1.2.s. Summary

The relation of entailment concerns the possibilities of truth and falsity for premises and conclusions; that is, it concerns the truth values of these sentences in various possible worlds. The possibilities in question are logical possibilities, which may be understood as those situations whose description is permitted by the semantic rules of the language.

Information about the truth values of a sentence in all possible worlds is information about its truth conditions, and these truth conditions determine the proposition it expresses. Sentences that have the same truth conditions, that express the same proposition, are logically equivalent (and idea for which we use the sign ⇔). From the point of view of deductive logic, equivalent sentences have the same properties and stand in the same relations to other sentences. Entailment is one relation among sentences that depends only on the propositions they express. A conclusion φ is entailed by a set Γ of premises when φ rules out only worlds that are ruled out by at least one member of Γ. This is a way of saying that the content of φ does not exceed that of the members of Γ taken together, so entailment is a comparison of sentences in terms of their informational content. At one extreme are tautologies, which rule out no possibilities and thus have no content. All tautologies are equivalent and we will distinguish one, Tautology, for which we use the notation ⊤. At the other extreme are sentences that rule out all possibilities. Such sentences are absurd and all are equivalent to the single representative Absurdity, for which we use the notation ⊥.
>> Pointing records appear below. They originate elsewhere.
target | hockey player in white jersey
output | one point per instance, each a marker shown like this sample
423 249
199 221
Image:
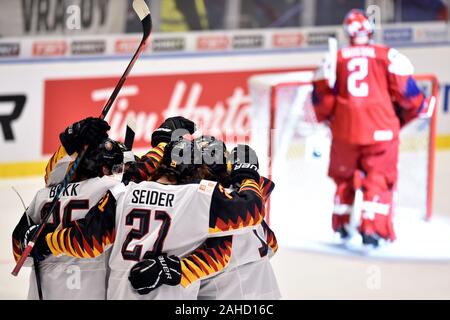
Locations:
248 273
66 277
163 215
Although certain groups of sentences can be ordered linearly between ⊥ and ⊤ as a series of claims with steadily increasing content, the full range of propositions expressed by sentences are better thought of as inhabiting a much more complex logical space. This can be thought of, on the one hand, as a space of possibilities, with an individual proposition constituting a division of the space into two regions, the possibilities it rules out and the possibilities it leaves open. Another sort of space has as its points not possible worlds but propositions, with different possible worlds representing different dimensions with respect to which the location of propositions can differ. Logical space in this sense has a bottom in the proposition expressed by ⊥ and a top provided by ⊤. So long as there are alternative possibilities (that is, more than just one possible world), there will be more propositions with intermediate content than there are degrees of content intermediate between ⊥ and ⊤.
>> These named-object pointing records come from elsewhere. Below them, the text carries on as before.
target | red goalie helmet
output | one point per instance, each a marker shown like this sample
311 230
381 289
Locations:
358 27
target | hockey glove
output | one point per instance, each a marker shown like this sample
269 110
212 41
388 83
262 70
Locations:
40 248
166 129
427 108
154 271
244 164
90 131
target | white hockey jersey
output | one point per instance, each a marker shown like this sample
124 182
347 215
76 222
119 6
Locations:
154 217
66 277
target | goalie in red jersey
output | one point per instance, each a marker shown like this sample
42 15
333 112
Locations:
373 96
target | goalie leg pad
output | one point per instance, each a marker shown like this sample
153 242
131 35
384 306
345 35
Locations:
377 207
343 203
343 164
This picture of deductive reasoning fits into a simplified picture of the function of language. Our beliefs, the information we think we have, amount to a proposition that rules out a certain range of possibilities for the history of the universe. In general, we would like to narrow down the range of possibilities left open even further. When language is used cooperatively (something that must be the standard case), we share the ability to rule out possibilities by asserting sentences that rule out some of the possibilities our beliefs lead us to exclude. The sentences we can sincerely assert are the ones that express propositions that are entailed by the proposition expressing the sum total of our beliefs.